IMO, all the scent-off stuff (Gel, lions poo et-al) only work for a few days, then it rains, so don't bother with them.

High-pitched utra-sound works (to some extent) 
.

Chavs, put acrovlavin in the super-soaker, at least next day, you can see who 'did it' they will be bright green! but have no fungus  

Cheers,  Mick B


----------



## Matt Holbrook-Bull (5 Aug 2008)

mick b said:
			
		

> Chavs, put acrovlavin in the super-soaker, at least next day, you can see who 'did it' they will be bright green! but have no fungus
> 
> Cheers,  Mick B



hahaha I like that


----------



## Ed Seeley (5 Aug 2008)

mick b said:
			
		

> Hozelock (I think?) make an auto shooter, for warning-off herons etc from your pond (connects to mains water 'hose-pipe' and is triggered via infa-red) works at night, but can soak the postman if not set correctly!!!

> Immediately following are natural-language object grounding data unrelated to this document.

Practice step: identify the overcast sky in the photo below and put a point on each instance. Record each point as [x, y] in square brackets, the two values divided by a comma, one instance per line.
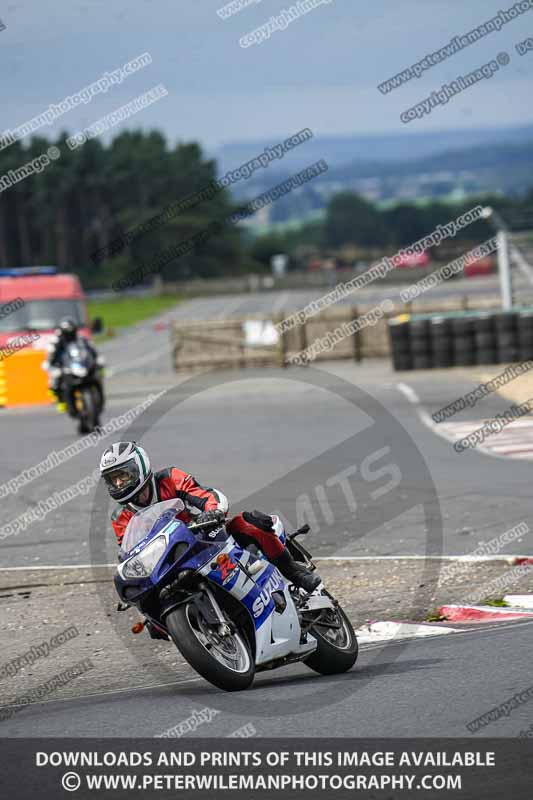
[321, 72]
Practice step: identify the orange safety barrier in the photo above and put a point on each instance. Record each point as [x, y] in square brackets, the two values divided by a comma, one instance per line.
[23, 382]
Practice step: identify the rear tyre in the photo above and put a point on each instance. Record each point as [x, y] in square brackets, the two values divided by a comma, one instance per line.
[337, 648]
[87, 419]
[225, 662]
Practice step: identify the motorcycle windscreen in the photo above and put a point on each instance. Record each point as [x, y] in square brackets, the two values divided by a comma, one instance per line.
[142, 522]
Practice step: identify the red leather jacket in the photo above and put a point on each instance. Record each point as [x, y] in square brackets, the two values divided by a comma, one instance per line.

I've got one of these I bought for scaring off the herons and have to say it leaks like mad and is forever going off for no reason.  Not worth it unless you want a rubbish sprinkler!!!


----------



## mick b (5 Aug 2008)

Thanks for the 'user report' I was contemplating one, so I could remove the pond net, but now, I think I will pass!  

Cheers,, mMick B


----------